C'est ce qu'avance une étude de l'agence Reputation VIP portant sur 15 000 URL envoyées à Google via le formulaire de demande Forget.me émanant de 30 pays européens.
Google aurait ainsi refusé 60% des demandes de suppression de page internet en moyenne au cours des trois derniers mois. 72% des demandes ont été refusées lors de la première semaine de septembre. En comparaison, fin juin, Google n'avait refusé que 43 % des demandes.
Onze motifs différents sont invoqués par Google pour refuser de supprimer un lien internet. Le plus fréquent est que la demande "concerne (la) vie professionnelle" et non la vie privée (pour 26% des URL concernées).

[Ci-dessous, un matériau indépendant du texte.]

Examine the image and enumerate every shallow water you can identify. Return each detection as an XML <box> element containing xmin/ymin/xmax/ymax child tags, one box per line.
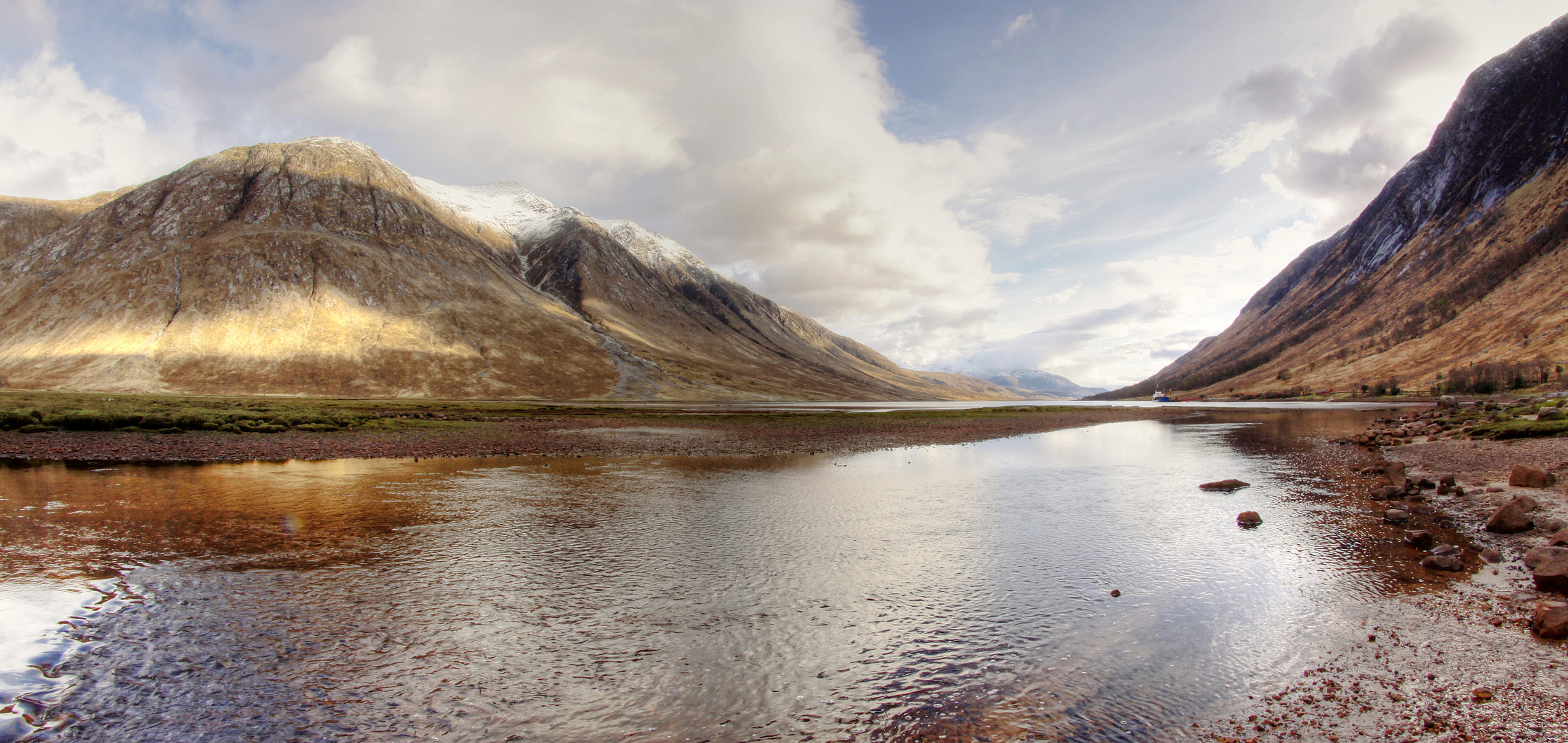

Selon Reputation VIP, Google reçoit près d'un millier de demandes par jour, portant à 135 000 le nombre de demandes depuis l'entrée en vigueur du droit à l'oubli (470 000 pages au total).
Dans son arrêt rendu le 13 mai dernier, la Cour européenne de justice a considéré que des particuliers devaient pouvoir obtenir, sous certaines conditions, la suppression de liens vers des pages internet comportant des données personnelles "inappropriées, hors de propos ou qui n'apparaissent plus pertinentes". Google a mis en place un formulaire dédié le 30 mai.